About the Project

The project was created to learn how to design and maintain infrastructure independently. The setup is based on the Proxmox ecosystem (Virtual Environment and Backup Server) and serves as the backend for personal projects, self-hosted services, and systems administration practice. The environment allows for experimentation with containers, virtual machines, and various utility applications, all while maintaining full control over security and service access. It is primarily used by me, with occasional access for a few other users.

Hardware

TP-Link ER605 v2 router acting as the network gateway.
TP-Link 5p LS1005G unmanaged switch.
Main Server: Lenovo ThinkCentre M720q Tiny, equipped with an i5-8500T CPU, 32 GB RAM, 500 GB NVMe, and 1 TB SATA SSD. I chose it for its low power consumption (~12.5W idle) paired with relatively high performance, allowing for 24/7 operation without significant energy costs.
Backup Server: Lenovo ThinkCentre M910q Tiny, equipped with an i3-7100T CPU, 16 GB RAM, 256 GB NVMe, and 500 GB SATA SSD.
Custom 3D-printed rack.

Environment Architecture

The virtualization platform is Proxmox Virtual Environment. Services are hosted in Linux or Docker containers, or VMs. LXC containers are used for their low resource overhead, while VMs are deployed where full isolation is required.

Network

The network is logically divided into VLANs that separate user traffic from server traffic. Inter-VLAN traffic is not filtered at the router level due to software limitations. Access control is implemented at the host level (PVE firewall), where specific machines have restrictive communication rules.

Example PVE firewall configuration for a public service: Additionally Input and Output Policy is set on Drop.

I experimented with deploying Omada Controller as a VM in Proxmox to unlock full traffic filtering features. However, I encountered an issue: the router adoption process forces a factory reset, which, given my homelab's IP addressing (192.168.2.0/24), causes a loss of connectivity with the controller.

GitOps for Docker services

In search of an easy way to update all Docker services, I implemented a simplified version of GitOps in my homelab. The stack update workflow is as follows:

A new version of a Docker image is released.
Renovate opens a pull request.
I review and merge the pull request.
Portainer polls the repo every 2 minutes:
- If changes are detected, it pulls the latest docker-compose.yml from the repository.
- A redeployment of the entire stack is then performed.

Portainer operates in polling mode because it is more secure than using a webhook, as it doesn't require exposing a public endpoint.

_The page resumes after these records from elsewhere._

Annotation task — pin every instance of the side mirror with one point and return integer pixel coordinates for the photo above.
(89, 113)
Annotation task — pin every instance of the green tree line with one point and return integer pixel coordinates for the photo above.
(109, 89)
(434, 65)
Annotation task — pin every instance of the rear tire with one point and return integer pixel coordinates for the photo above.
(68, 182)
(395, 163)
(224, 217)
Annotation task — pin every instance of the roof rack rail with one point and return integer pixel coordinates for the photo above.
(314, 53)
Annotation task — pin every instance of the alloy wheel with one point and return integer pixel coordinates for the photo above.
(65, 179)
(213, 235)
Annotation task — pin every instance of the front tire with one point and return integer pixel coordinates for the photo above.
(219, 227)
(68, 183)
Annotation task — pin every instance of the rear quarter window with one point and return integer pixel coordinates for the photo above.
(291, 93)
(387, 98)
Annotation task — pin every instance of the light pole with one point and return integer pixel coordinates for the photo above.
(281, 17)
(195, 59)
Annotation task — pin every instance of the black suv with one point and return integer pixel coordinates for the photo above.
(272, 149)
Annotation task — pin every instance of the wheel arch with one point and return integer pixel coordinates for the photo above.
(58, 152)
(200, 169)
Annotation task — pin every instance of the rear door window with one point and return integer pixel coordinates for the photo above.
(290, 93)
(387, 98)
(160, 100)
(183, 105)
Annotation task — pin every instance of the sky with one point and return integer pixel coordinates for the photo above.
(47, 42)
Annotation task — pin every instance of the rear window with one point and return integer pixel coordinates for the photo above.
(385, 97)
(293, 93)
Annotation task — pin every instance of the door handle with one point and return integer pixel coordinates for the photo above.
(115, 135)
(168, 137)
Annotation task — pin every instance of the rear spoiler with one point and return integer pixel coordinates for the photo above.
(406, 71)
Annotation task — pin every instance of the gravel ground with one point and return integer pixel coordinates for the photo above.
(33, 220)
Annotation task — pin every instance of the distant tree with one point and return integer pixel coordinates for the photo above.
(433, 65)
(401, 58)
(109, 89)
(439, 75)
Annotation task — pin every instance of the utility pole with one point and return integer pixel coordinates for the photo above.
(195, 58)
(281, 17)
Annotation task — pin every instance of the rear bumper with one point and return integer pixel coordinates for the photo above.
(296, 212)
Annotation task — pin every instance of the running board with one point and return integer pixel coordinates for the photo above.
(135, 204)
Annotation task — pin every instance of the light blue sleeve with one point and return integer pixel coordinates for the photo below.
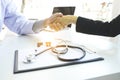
(17, 22)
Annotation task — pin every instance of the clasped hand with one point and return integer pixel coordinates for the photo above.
(58, 21)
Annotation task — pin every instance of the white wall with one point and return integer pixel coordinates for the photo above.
(116, 8)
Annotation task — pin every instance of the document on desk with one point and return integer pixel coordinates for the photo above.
(47, 60)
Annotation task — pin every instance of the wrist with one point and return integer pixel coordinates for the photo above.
(72, 19)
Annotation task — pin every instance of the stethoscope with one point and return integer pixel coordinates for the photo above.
(59, 53)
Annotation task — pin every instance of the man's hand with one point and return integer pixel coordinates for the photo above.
(61, 22)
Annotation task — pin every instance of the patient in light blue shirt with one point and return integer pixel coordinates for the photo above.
(17, 23)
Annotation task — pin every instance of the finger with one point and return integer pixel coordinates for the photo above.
(54, 17)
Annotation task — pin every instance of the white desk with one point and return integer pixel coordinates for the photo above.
(109, 69)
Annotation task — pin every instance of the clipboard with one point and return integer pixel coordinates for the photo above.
(48, 61)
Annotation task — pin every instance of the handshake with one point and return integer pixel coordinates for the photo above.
(58, 21)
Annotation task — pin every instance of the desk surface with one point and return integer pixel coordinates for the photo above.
(104, 46)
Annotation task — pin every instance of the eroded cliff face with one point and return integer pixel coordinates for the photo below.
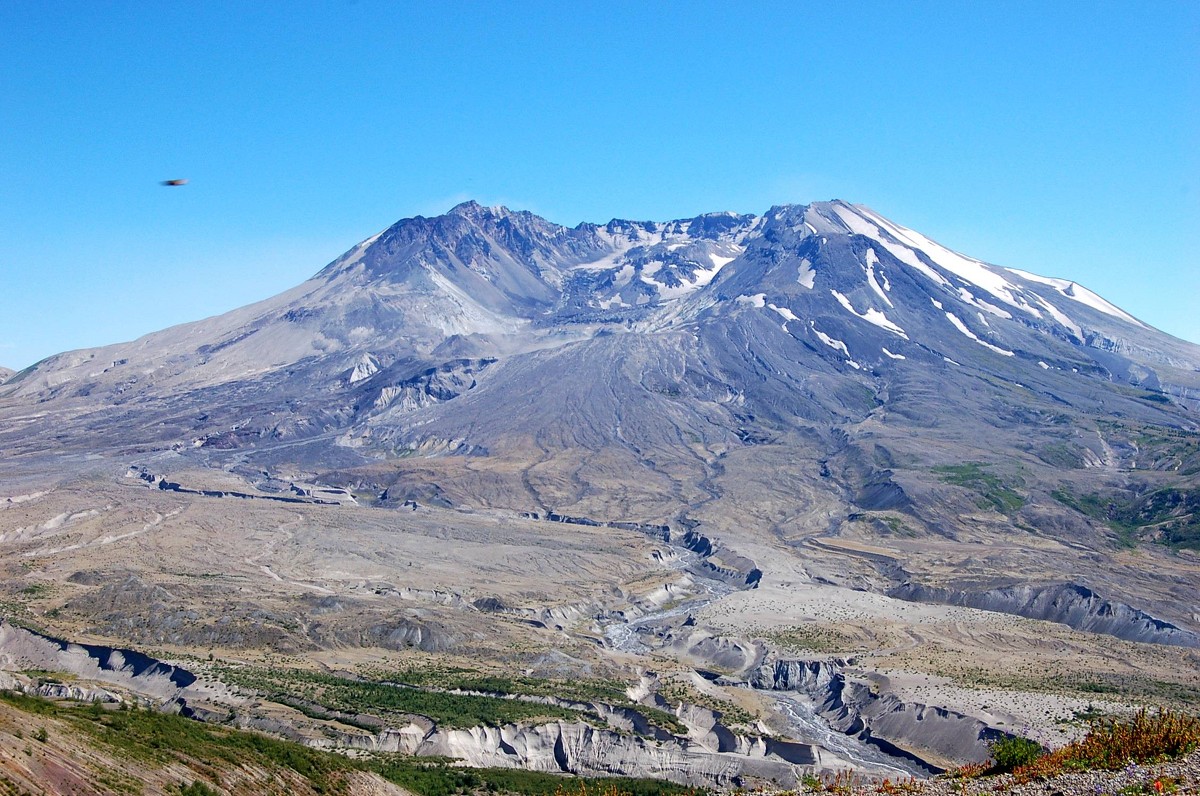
(718, 758)
(933, 736)
(1071, 604)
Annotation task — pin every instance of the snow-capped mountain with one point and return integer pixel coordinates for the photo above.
(371, 352)
(816, 366)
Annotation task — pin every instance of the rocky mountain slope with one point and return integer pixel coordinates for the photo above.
(723, 442)
(689, 371)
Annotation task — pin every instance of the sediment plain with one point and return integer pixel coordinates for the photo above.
(724, 501)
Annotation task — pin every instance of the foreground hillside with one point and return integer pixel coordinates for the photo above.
(55, 748)
(730, 501)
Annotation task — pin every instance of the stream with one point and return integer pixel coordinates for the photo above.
(803, 723)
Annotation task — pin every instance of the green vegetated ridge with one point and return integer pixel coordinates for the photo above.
(991, 491)
(1169, 515)
(390, 700)
(429, 693)
(167, 740)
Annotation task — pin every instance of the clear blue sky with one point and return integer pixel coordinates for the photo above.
(1056, 137)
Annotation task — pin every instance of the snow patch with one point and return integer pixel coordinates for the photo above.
(1062, 318)
(961, 327)
(1079, 293)
(366, 367)
(807, 276)
(871, 316)
(837, 345)
(871, 262)
(784, 311)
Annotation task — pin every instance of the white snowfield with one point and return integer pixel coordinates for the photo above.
(377, 298)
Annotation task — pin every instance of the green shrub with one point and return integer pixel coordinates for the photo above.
(1013, 752)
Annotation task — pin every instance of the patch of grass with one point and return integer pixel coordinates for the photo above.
(1115, 743)
(391, 700)
(991, 491)
(814, 638)
(731, 712)
(1169, 515)
(439, 777)
(1014, 752)
(459, 678)
(162, 738)
(609, 692)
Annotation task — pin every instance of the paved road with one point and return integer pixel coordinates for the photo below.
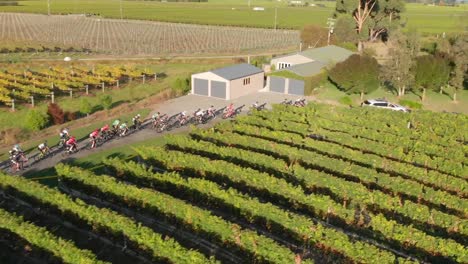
(189, 103)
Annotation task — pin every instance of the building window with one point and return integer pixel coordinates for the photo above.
(283, 65)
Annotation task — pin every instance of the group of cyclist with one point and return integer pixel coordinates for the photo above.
(119, 128)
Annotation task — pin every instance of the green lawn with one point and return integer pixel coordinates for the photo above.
(434, 100)
(128, 94)
(93, 162)
(428, 19)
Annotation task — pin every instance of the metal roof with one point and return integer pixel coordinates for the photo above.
(307, 69)
(237, 71)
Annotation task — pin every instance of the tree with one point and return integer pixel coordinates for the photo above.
(36, 120)
(397, 70)
(314, 36)
(56, 114)
(345, 29)
(431, 72)
(106, 101)
(85, 106)
(357, 74)
(372, 18)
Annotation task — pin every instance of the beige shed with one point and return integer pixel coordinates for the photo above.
(229, 82)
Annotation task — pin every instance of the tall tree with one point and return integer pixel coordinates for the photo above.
(397, 69)
(459, 55)
(431, 72)
(357, 74)
(345, 29)
(372, 18)
(314, 36)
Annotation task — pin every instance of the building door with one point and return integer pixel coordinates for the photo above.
(218, 89)
(200, 86)
(277, 84)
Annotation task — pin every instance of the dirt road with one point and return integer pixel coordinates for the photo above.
(188, 103)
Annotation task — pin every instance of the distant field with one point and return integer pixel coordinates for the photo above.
(116, 36)
(428, 19)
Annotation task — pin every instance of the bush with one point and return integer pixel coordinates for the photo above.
(56, 114)
(36, 120)
(70, 116)
(314, 36)
(345, 100)
(314, 81)
(181, 86)
(106, 101)
(349, 46)
(85, 106)
(410, 104)
(357, 74)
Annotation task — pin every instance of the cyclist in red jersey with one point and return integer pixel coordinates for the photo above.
(71, 144)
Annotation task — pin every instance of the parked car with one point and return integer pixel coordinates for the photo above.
(381, 103)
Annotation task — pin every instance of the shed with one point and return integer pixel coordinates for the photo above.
(311, 61)
(229, 82)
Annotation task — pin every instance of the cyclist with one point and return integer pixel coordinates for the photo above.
(123, 129)
(17, 149)
(199, 115)
(15, 159)
(93, 136)
(211, 111)
(66, 132)
(136, 121)
(105, 130)
(43, 149)
(229, 111)
(156, 116)
(115, 124)
(71, 144)
(230, 108)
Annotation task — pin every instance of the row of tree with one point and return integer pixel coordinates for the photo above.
(406, 69)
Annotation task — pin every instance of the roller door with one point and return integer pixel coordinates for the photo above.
(218, 89)
(200, 86)
(296, 87)
(277, 84)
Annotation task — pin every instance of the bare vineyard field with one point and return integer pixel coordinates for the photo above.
(141, 37)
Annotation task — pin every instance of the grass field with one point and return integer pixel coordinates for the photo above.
(427, 19)
(346, 198)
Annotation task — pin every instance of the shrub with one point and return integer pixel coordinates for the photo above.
(345, 100)
(106, 101)
(36, 120)
(56, 114)
(181, 86)
(70, 116)
(314, 36)
(410, 104)
(357, 74)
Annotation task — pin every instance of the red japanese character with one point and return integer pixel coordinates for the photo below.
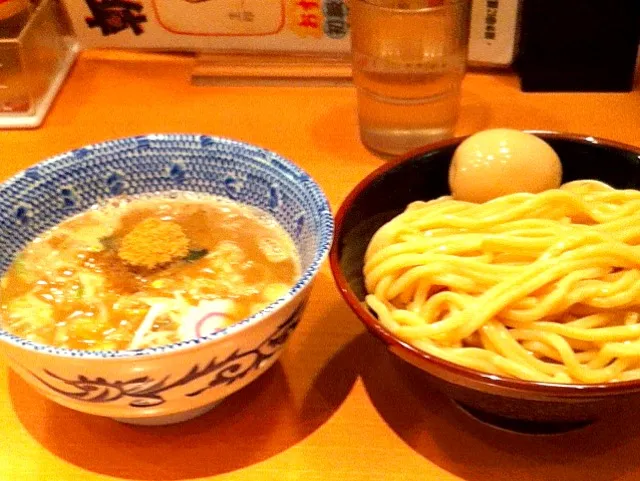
(307, 5)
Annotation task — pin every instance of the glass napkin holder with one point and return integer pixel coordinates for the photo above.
(35, 58)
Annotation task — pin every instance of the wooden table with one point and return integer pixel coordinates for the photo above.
(336, 407)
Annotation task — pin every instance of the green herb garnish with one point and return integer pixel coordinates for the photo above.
(195, 254)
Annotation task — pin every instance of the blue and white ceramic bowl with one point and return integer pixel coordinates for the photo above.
(179, 381)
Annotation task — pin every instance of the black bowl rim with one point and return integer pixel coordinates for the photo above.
(556, 390)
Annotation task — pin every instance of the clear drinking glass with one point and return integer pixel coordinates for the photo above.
(409, 59)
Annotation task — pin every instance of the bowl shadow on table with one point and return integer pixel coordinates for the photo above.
(250, 426)
(434, 427)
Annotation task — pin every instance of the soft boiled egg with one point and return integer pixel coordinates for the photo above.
(497, 162)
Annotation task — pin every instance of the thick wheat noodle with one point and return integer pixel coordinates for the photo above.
(540, 287)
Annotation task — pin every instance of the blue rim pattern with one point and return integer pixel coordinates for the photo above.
(78, 190)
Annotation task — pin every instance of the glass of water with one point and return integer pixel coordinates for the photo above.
(409, 59)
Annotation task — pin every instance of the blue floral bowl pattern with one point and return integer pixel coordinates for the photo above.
(103, 382)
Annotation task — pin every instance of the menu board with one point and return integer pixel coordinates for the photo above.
(213, 25)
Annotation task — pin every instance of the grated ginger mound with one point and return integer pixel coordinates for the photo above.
(153, 242)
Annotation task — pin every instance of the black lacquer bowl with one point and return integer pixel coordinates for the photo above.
(422, 175)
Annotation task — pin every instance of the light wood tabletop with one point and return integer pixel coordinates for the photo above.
(336, 406)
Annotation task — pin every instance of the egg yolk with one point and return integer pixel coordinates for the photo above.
(497, 162)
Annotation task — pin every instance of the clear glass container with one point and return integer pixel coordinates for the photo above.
(37, 49)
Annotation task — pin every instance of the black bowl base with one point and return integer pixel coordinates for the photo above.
(521, 426)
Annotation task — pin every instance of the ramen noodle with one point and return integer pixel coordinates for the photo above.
(540, 287)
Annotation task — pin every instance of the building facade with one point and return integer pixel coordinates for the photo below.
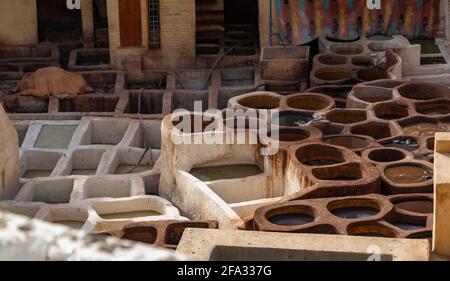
(161, 33)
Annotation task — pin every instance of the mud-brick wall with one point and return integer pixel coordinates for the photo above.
(266, 21)
(18, 22)
(177, 23)
(9, 158)
(177, 36)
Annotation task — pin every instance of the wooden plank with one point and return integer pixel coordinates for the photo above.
(130, 23)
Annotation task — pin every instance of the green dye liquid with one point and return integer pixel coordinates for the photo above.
(130, 215)
(126, 169)
(84, 172)
(428, 46)
(55, 137)
(30, 174)
(226, 172)
(72, 224)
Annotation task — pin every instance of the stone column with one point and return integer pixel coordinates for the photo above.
(441, 228)
(9, 158)
(87, 17)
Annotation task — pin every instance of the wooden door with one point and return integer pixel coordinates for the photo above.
(130, 23)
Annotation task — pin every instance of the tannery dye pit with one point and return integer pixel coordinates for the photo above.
(224, 130)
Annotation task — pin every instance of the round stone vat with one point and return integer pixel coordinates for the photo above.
(356, 143)
(330, 59)
(423, 91)
(346, 49)
(338, 92)
(143, 234)
(421, 126)
(380, 46)
(362, 61)
(74, 218)
(337, 40)
(174, 231)
(376, 130)
(319, 155)
(408, 223)
(388, 84)
(244, 123)
(372, 74)
(289, 134)
(408, 173)
(192, 123)
(334, 74)
(437, 107)
(346, 116)
(353, 209)
(385, 155)
(291, 118)
(372, 95)
(259, 100)
(405, 143)
(417, 204)
(431, 144)
(295, 215)
(391, 111)
(371, 229)
(310, 102)
(379, 37)
(344, 172)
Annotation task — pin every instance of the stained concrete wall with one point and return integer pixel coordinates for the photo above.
(18, 22)
(178, 30)
(267, 21)
(9, 158)
(177, 23)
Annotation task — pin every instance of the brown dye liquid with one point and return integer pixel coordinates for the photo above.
(416, 206)
(371, 234)
(291, 219)
(72, 224)
(355, 212)
(83, 172)
(423, 129)
(348, 142)
(126, 169)
(55, 136)
(408, 174)
(29, 174)
(392, 117)
(292, 119)
(225, 172)
(436, 111)
(374, 99)
(130, 215)
(321, 162)
(406, 144)
(409, 225)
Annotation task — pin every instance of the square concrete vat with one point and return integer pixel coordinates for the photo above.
(229, 245)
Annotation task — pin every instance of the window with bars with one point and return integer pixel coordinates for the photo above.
(154, 24)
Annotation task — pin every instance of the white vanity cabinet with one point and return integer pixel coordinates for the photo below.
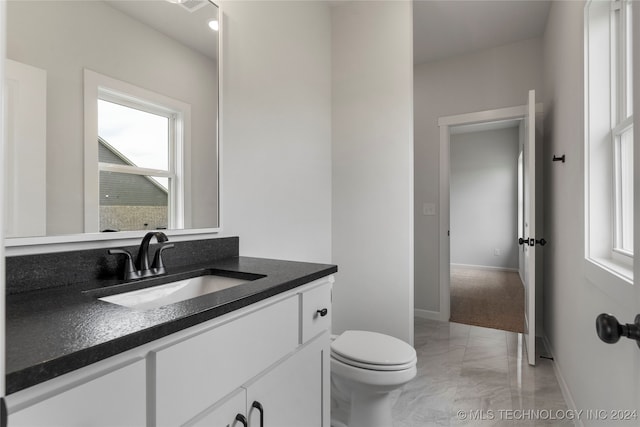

In this configuration, the entire process of detecting new versions and later deployment is fully automated.
My only task during an update is to check and merge the pull request.

If a service fails to start on a new version for any reason, I can easily roll back to the previous image by reverting the pull request.

Initially, all docker-compose.yml files were in a monorepo, but this caused an issue where Portainer would redeploy all existing stacks every time the repository was updated. Therefore, each Docker-hosted service now has its own GitHub repository.

Selected repositories are open source and available on GitHub.

I only store .env.example files in the repositories. Secrets and environment variables are configured directly within Portainer during the initial stack deployment. This ensures that sensitive data does not leak into the GitHub commit history.

With automated updates, stacks are updated much more frequently, leading to more images being downloaded. This created a new problem of local storage being filled with unused images.
To solve this, I implemented a cron job (docker image prune -af) that removes unused images daily.

Service Access

Only selected services are accessible from the internet; in the case of websites, they are exposed via Cloudflare Tunnel. When a tunnel isn't a viable option and a port must be opened, I do not expose my router's public IP address. Instead, I use an external reverse-proxy provider to minimize the impact of DoS/DDoS (Denial of Service/Distributed Denial of Service) attacks.

Access to private services that I do not want to expose directly to the internet is handled via the Tailscale VPN. This allows me to access them from anywhere in the world without compromising their security. For even greater security, I have restricted VPN access only to the VLAN segment dedicated to the homelab.

SSL Certificates

Every service in my homelab is assigned its own subdomain with a Let's Encrypt SSL certificate.
SSL certificates are generated using a DNS challenge. This allows services to remain inaccessible from the internet while still having a trusted SSL certificate.
Certificates are managed by a reverse proxy or directly by the specific service.

Observability

External monitoring

BetterStack monitors the availability of my public services and sends notifications about incidents.

Check

Local monitoring

Initially, I implemented Pulse to monitor hosts, containers, and services within my network due to its simplicity. However, this solution proved to have several drawbacks (e.g. 95% of alerts were false positives), and I am currently in the process of migrating to a Loki + Prometheus + Grafana stack.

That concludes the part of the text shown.